80年代初頭、福岡県から立て続けに生きのいいロックンロールバンドがデビューし、ひとつのムーブメントとなりました。福岡といえば、生きが良いといえば、そうです、今も昔も明太子!ということで、同時期に福岡から登場したバンドのことを、誰が名付けたのか「めんたいロック」と呼んだのでした。

音楽的な特徴としては、3分にも満たないような短い曲を、キャッチーなメロディーとビートに乗せていたことでしょう。その代表格が、ザ・ロッカーズです。

ザ・ロッカーズ

現在は俳優、タレントとして活躍している陣内孝則が在籍していたことで知られるザ・ロッカーズは、1980年「黒い眼をしてU.S.A」でデビューしています。

今の眼で見るとそうでもないものの、当時は衣装からステージングまでとても派手で、特にギターの鶴川仁美の金髪やメイクは珍しく目立っていました。

陣内孝則(ボーカル)
谷信雄(ギター)
鶴川仁美(ギター)
穴井仁吉(ベース)
船越祥一(ドラムス)

Th eRockers

とにかく曲が短く、そして速い。

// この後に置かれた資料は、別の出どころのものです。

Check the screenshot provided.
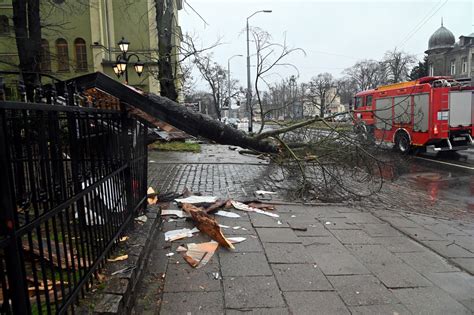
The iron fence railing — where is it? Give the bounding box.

チープでトリッキーなロックンロールをこんなにもカッコよく演奏できたのはザ・ロッカーズだけでした。
めんたいロックの中心バンドとして注目され、当時は他のバンドと比べ最もセールスが良かったにも拘らず、現在までフォロワーを生まないのは個性が際立っているからでしょう。

ザ・モッズ

60年代のイギリスではモッズ、ロッカーズという独特のライススタイルを持った若者文化が誕生しましたが、福岡にもロッカーズとモッズがいました。
面白いことに、どちらかと言えばザ・ロッカーズのファッションはモッズで、ザ・モッズの方がむしろロッカーズっぽいんですよね。

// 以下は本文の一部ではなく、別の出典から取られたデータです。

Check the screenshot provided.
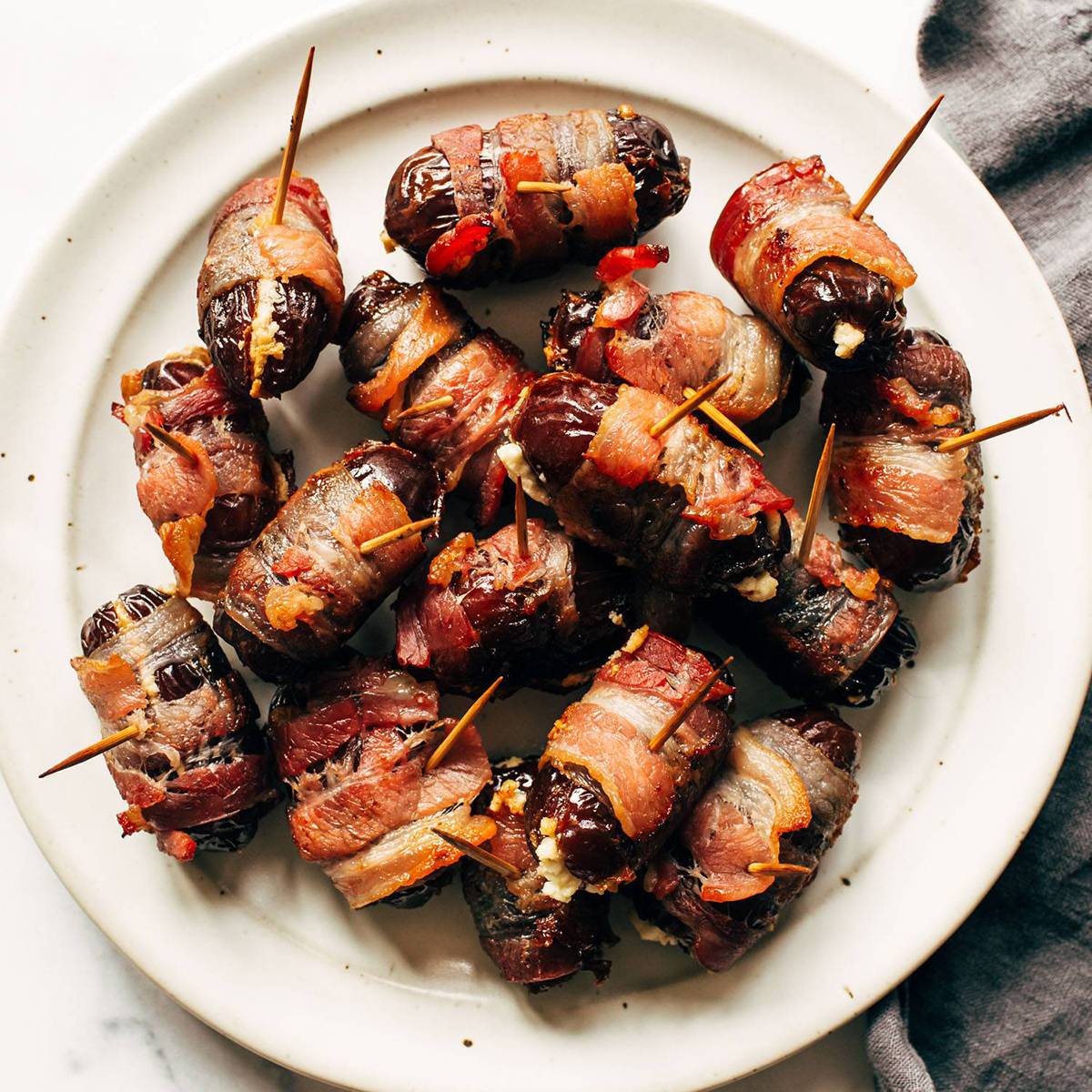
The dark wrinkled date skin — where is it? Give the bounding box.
[540,289,812,440]
[80,584,169,656]
[627,708,861,971]
[819,329,983,592]
[462,758,618,993]
[213,441,443,682]
[526,765,637,884]
[782,258,906,372]
[512,372,788,594]
[383,110,690,288]
[525,660,733,884]
[141,359,295,559]
[201,278,329,398]
[80,590,271,853]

ただ、共にパンクの影響を受けて出てきたバンドということでは共通しています。

ザ・モッズのデビュー曲は「崩れ落ちる前に」で1981年6月21日のリリースでした。

森山達也(ボーカル・ギター・ブルースハープ)
苣木寛之(ギター・ボーカル)
北里晃一(ベース・ピアノ・ボーカル)
梶浦雅裕( ドラムス)

ザ・モッズ

「めんたいロック」と呼ばれるバンドの中でも、デビュー当時の曲作りの上手さではトップだったのではないでしょうか?!パンキッシュな出で立ち、音作りの中に、キラリと光るポップなセンスが魅力的です。

デビュー曲から4ヶ月後の10月にリリースされたセカンド・シングル「ゴキゲンRADIO」は、タイトル通りまさにご機嫌な1曲です!

ザ・ルースターズ

1980年11月にシングル「ロージー/恋をしようよ」でデビューしたザ・ルースターズ。1988年に解散しているにも関わらず、今でも多くのフォロワーを生んでおり、リスペクトするプロのミュージシャンも多くいます。

「ロージー」はスカのリズムを持った曲ですが、当時の日本の音楽シーンにスカを演奏するバンドはほとんど居ませんでしたし、スカという言葉自体浸透しておらず、このリズムがスカだということを知らずに聴いていたリスナーがほとんどだったと思われます。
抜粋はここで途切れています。